In the very next point though Justice Liberhan try to show that the term is actually a compromise since hard core Hindu leaders like Vinay Katiyar claim it to be birth place of Ram while Muslims claim to be a mosque, therefore to him “disputed structure” seemed most appropriate. Little does he realize that even Hindu claim is about the land and not the structure itself. There was never any doubt that the structure that stood there was a mosque built by Mir Baqi. The dispute is only if it was built at the same place where Lord Rama was born.

But the report goes a step further and disregarding its own disclaimer says that “the disputed structure and the places around it were known as the Ram Janambhoom Complex,” then mentioning an alternate name for the “disputed structure” calling it “Garb Grah” and in the footnote on the same page giving its meaning as “Sanctum Sanctorum.” This is given without a reference and it seems that the report itself is suggesting that Babri Masjid was actually a sanctum sanctorum of the larger temple complex.

In paragraphs 12.7 & 12.10 term “Garb Grah” was again used. If you think Justice Liberhan is just confused about the terms, in paragraph 12.14 he clarifies – “There were three domes in the disputed structure.

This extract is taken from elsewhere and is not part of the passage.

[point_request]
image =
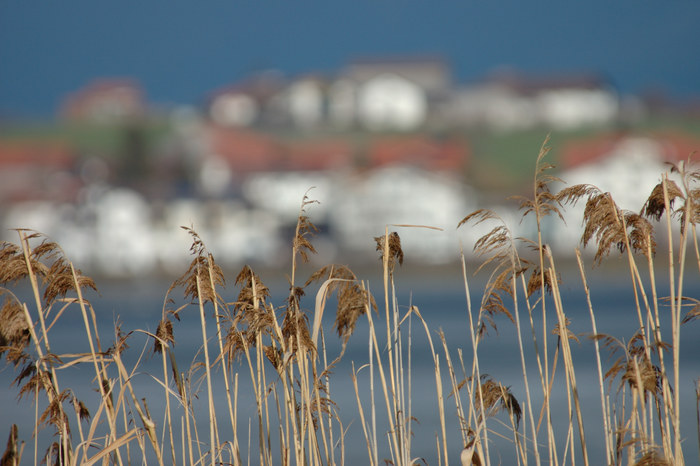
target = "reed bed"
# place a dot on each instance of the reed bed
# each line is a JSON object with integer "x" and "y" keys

The middle dome was described by one section to the dispute, as the Garb Grah while others described it as a Mosque.” Though Justice Liberhan freely uses the term Garb Grah he never used the term mosque to refer to what he calls the “disputed structure.”

In paragraph 12.12 there is a strange statement that “the topography and facts about Ram Katha Kunj, Ayodhya town or the Ram Janambhoomi complex or Ram Katha Kunj or the disputed structure are however not disputed.” At this point, one is not sure if there is any dispute at all?

But the very next paragraph declares that the “disputed structure” situated on raised ground actually resembled a Stupa.